Changing the way we work with others
We need to share our research and practices with others so that we can have a bigger impact. This means working across disciplines, sectors and communities, going well beyond the creative industries. And it means working with climate justice movements around the world. To influence others, we must also work together, creating an internal movement at UAL devoted to change. Our policies to achieve this include:
- Co-producing knowledge within and across disciplines, sectors and communities and communicating this actively.
- Extending our research by working with educational, government and industry partners, and above all with civil society, especially climate justice movements.
- Building an internal movement for change with students and staff by creating opportunities for everyone to contribute to this strategy in an inclusive way. Making the case for interventions in human culture as the 4th pillar of sustainable development.
Changing the way we operate
If we are to lead by example, however, we must first address our own operations. This means setting ambitious Science-Based Targets to avoid climate breakdown, and charting an emissions reduction pathway for decarbonising within a just share of the Global Carbon Budget.
We are committed to full carbon neutrality by 2040 - a decade earlier than Government targets - and carbon neutrality from direct emissions by 2030. This will cut thousands of tonnes of CO2 from our operations. Our policies to achieve this include:
- Producing an inventory of existing emissions to identify key targets.
- Consolidating the number of suppliers we use and promoting local sources of products.
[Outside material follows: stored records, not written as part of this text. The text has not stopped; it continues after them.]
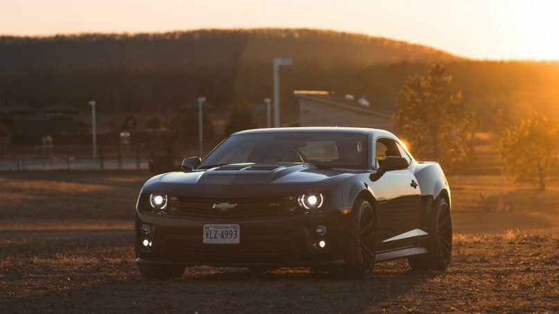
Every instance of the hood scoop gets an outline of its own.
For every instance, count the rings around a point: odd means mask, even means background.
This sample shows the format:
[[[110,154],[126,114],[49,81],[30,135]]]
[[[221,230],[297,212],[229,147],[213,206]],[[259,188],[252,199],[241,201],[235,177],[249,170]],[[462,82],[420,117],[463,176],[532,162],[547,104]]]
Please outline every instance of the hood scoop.
[[[245,170],[260,170],[260,171],[272,171],[275,170],[280,167],[283,166],[277,166],[277,165],[254,165],[250,166],[245,169]]]
[[[231,165],[227,166],[221,166],[218,169],[215,169],[213,171],[239,171],[242,169],[246,168],[247,166],[246,165]]]
[[[294,165],[227,165],[213,169],[206,172],[211,175],[250,175],[270,174],[281,169],[289,168]]]

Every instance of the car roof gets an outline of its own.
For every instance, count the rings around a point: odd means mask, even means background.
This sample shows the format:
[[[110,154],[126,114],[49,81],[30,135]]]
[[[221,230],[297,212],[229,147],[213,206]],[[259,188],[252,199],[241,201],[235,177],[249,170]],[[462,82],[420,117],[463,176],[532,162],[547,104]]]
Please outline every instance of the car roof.
[[[374,137],[386,136],[395,137],[393,134],[386,130],[380,129],[369,129],[364,127],[278,127],[269,129],[254,129],[240,131],[233,135],[266,134],[278,133],[334,133],[347,134],[371,134]]]

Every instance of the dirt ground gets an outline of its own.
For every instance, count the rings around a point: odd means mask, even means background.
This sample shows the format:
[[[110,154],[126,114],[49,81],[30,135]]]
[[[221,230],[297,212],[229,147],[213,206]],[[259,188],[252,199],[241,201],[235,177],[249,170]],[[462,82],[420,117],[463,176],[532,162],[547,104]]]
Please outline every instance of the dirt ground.
[[[149,176],[0,174],[0,313],[559,313],[559,186],[517,187],[490,167],[450,176],[454,237],[444,272],[396,261],[355,281],[197,267],[159,281],[134,263],[133,208]],[[511,210],[497,210],[501,195]]]

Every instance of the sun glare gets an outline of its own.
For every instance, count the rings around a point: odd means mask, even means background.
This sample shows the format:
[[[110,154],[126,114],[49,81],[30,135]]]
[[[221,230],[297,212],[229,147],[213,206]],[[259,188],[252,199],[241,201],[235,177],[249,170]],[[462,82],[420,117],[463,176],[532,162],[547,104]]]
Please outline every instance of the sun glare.
[[[513,48],[527,58],[559,59],[559,1],[501,3],[499,22]],[[508,12],[506,12],[508,11]]]

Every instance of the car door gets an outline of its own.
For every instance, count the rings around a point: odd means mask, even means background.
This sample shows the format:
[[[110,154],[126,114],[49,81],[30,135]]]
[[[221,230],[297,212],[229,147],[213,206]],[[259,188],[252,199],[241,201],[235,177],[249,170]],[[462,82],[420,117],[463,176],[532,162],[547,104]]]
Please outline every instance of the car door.
[[[375,145],[377,169],[388,156],[411,159],[393,139],[380,138]],[[379,204],[378,251],[401,248],[414,243],[421,214],[421,190],[417,178],[408,167],[387,172],[378,180],[384,191],[386,201]]]

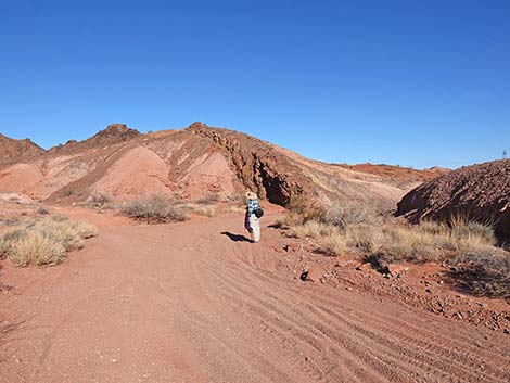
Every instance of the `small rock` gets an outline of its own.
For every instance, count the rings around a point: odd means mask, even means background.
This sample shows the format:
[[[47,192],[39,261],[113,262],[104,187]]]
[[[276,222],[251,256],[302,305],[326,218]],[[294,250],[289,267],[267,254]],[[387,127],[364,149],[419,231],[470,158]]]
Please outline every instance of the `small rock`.
[[[361,264],[358,267],[356,267],[356,270],[358,271],[368,271],[372,269],[372,265],[370,263]]]
[[[306,272],[305,279],[303,279],[303,275]],[[308,270],[306,270],[302,275],[302,280],[310,281],[310,282],[320,282],[324,276],[324,269],[320,265],[311,265]],[[323,283],[323,282],[322,282]]]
- Reducing direct sources of CO2 through effective utility management – as well as reducing waste, cutting unnecessary travel, and setting individual carbon budgets.
It has always been the task of creative people to imagine new possibilities, and bring them to life. The climate crisis must be no exception. We must act now: for ourselves, for the planet, and for future generations who will remember this as the moment we not only imagined a better world but helped to create it.